For these people, every day is leg day at Porter Square Station
CAMBRIDGE — It is the Mount Everest of the MBTA, a daunting ascent that pummels quads and sends heart rates racing. There are 199 punishing steps, from the depths of Porter Square Station to the street above.
Lots of people seek out stairs in our age of fitness watches that count every step, but the climb at Porter Square is a true challenge, reserved for the truly committed.
The rest of us take the escalator.
“I don’t walk up the stairs because there are too many of them,” Dwayne Smith deadpanned.
Smith, 34, recalled the first time he faced the 120-foot rise from the train platform. He was with a female friend who “pounded” the stairs without breaking a sweat. Smith chose the escalator, much to the amusement of a T worker, he said.
Peter Amstutz used to take the train to Davis Square, where he works and the stairs are more reasonable. But a few months ago, he started disembarking one stop earlier at Porter to take the “crazy stairs.”
The first time was horrible, he recalled.
But there he was the next morning, and the morning after that. At Porter, every day is leg day.
“I’ve gotten a little stronger,” said Amstutz, 38. “It’s gotten a little easier.”
The pain hits Amstutz halfway up the forbidding main stairway, 117 steps in all.
“It’s when you get to the middle and there’s still like five more flights left that you’re like, ‘OK, this is starting to get hard, but now I’m committed.’ ”
Most stair-climbers are content to just make it to the top, pace be damned. But when Ann Furbush sees someone else walking up the stairs nearby, her competitive side takes over.
“Every once in a while, I’ll see someone and, you know, not race them but try to keep up with them,” the 23-year-old said. She also joked that she sometimes considers giving her race partner a high-five at the end.
The Porter stairs are so long that the top is out of view, setting up a cruel twist for those new to the climb. After the bulk of the ascent, walkers finally reach a landing, only to encounter the final set of 60 stairs after the fare gate.
There are two reasons Porter Square Station is so deep, said Bradley Clarke, president of the Boston Street Railway Association. First, it was built beneath the Fitchburg Line of the commuter rail, and second, as with any city, workers wanted to steer clear of sewers and utility lines under the roads.
“When you’re dealing with a city, there’s bound to be a lot of stuff under there that’d you like to avoid digging up and replacing,” Clarke said.
Still, Porter Square’s escalators aren’t record holders. The Park Pobedy metro station in Moscow has the world’s longest at 413 feet. Wheaton Station in Silver Spring, Md., has the longest in the Western Hemisphere, a 230-foot ride that takes nearly three minutes. Don’t bother considering the stairs — there aren’t any.
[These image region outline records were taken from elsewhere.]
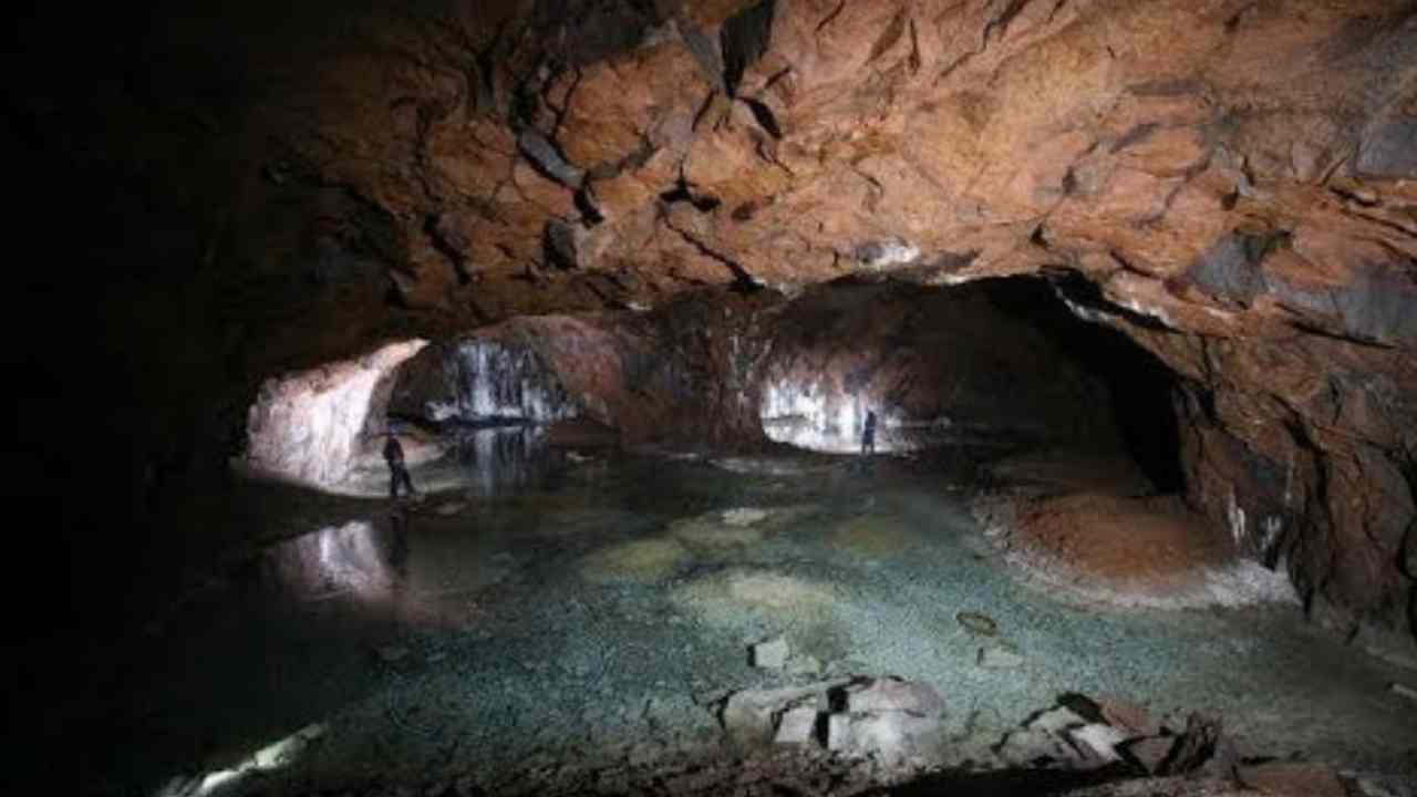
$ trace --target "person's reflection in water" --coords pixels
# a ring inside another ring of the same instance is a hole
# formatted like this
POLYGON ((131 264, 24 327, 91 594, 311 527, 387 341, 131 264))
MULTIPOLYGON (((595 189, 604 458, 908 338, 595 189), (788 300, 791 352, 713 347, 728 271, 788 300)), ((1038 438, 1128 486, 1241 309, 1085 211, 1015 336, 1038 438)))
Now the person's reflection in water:
POLYGON ((390 587, 401 590, 408 583, 408 515, 401 509, 388 513, 384 560, 388 563, 390 587))

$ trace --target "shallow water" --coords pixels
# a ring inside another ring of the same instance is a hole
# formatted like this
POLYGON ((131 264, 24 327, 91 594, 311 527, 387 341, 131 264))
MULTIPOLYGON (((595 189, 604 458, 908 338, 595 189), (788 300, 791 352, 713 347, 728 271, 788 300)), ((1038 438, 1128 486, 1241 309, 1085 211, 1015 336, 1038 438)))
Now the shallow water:
POLYGON ((1081 692, 1216 710, 1272 756, 1414 760, 1417 712, 1386 692, 1394 674, 1294 607, 1084 611, 1015 577, 945 475, 733 465, 560 461, 418 505, 242 485, 232 501, 261 506, 247 533, 283 542, 214 559, 227 563, 147 637, 111 651, 125 669, 57 703, 52 732, 85 750, 82 790, 115 794, 234 767, 315 723, 320 739, 211 793, 713 743, 713 698, 791 678, 748 662, 748 645, 781 634, 818 676, 934 684, 952 732, 1002 735, 1081 692), (743 506, 768 512, 726 522, 743 506), (1023 664, 979 667, 999 644, 1023 664))

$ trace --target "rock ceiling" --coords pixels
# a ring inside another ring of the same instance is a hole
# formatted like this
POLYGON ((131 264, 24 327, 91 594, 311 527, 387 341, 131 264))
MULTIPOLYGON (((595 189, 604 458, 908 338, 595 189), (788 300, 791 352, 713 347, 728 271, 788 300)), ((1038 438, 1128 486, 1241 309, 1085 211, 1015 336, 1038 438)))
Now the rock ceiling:
POLYGON ((204 323, 242 373, 701 286, 1041 272, 1179 374, 1193 503, 1316 611, 1417 613, 1410 1, 249 14, 164 28, 152 71, 220 64, 196 109, 119 87, 71 133, 207 186, 204 323))

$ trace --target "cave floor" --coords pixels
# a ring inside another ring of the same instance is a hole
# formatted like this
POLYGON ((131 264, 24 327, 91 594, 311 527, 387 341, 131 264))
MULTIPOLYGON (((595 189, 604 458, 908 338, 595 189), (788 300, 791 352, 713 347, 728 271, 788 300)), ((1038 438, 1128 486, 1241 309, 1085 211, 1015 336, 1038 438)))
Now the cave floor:
POLYGON ((1417 710, 1387 691, 1403 675, 1292 604, 1085 608, 1016 577, 948 474, 720 465, 621 455, 495 498, 400 503, 241 484, 228 501, 261 526, 247 533, 282 540, 238 546, 116 642, 44 733, 84 750, 86 793, 157 794, 302 729, 210 791, 446 774, 500 793, 570 760, 711 752, 728 692, 859 674, 934 685, 959 760, 965 739, 1080 692, 1216 712, 1250 754, 1417 776, 1417 710), (795 672, 751 667, 750 645, 778 635, 795 672), (981 667, 989 647, 1022 659, 981 667))

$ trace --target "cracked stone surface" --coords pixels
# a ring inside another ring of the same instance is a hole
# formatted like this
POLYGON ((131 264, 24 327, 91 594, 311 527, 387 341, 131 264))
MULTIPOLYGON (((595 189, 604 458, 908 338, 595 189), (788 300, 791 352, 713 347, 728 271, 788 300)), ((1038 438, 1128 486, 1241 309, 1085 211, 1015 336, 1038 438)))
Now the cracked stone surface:
MULTIPOLYGON (((208 398, 395 335, 691 289, 1068 274, 1078 315, 1179 374, 1192 505, 1285 567, 1315 615, 1411 647, 1410 3, 316 3, 269 18, 162 17, 115 62, 174 68, 37 77, 14 109, 35 162, 120 186, 112 224, 171 231, 113 245, 133 262, 167 247, 140 282, 162 289, 133 289, 191 333, 142 335, 154 362, 200 363, 208 398)), ((17 57, 40 64, 67 28, 37 20, 17 57)))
“The escalators rise about 115 feet vertically, the equivalent of a 12-story building,” said Daniel Stessel, a spokesman for the Washington Metropolitan Area Transit Authority. “Not something the typical commuter is going to want to do at the end of a long day.”
At Porter Square, plenty of Red Line riders strike a compromise with the climb by walking up the escalator. But for the hard-core walkers, it’s all or nothing.
Joshua Ruby, a father of three from Somerville, doesn’t have time to hit the gym, so he heads to the Porter Square StairMaster.
“My alternative is to skip the train and run to the office,” he said. Ruby, a lawyer, sits at a desk all day. In a “weird way,” he said, he looks forward to the climb.
“It’s a departure — especially at the end of the day — from what you’ve done all day. It’s the last thing you have to do before you get to go home to your family.”
Rowena Ortiz, 49, has been taking the stairs since last summer to improve her health.
“I notice that in the summertime it’s easier because you wear less clothes,” she said. It’s harder in the winter “because you are wearing that big coat.”
Some fitness freaks get there as early as 5:30 a.m. to run the stairs, a worker for the Massachusetts Bay Transportation Authority said. But most commuters don’t want to arrive at work looking like they could use a shower.
“You will sweat, no matter what,” said Shambhavi Godbole, 26. “And that’s not really a good thing when you’re going to the office.”
Plus, the escalator has its benefits. Samantha Roy, 29, said she can check her e-mail and text messages and read another few pages of her book during the ride. She can also plan the next leg of her journey.
“You can call your Uber and it will be ready when you’re at the top,” she said.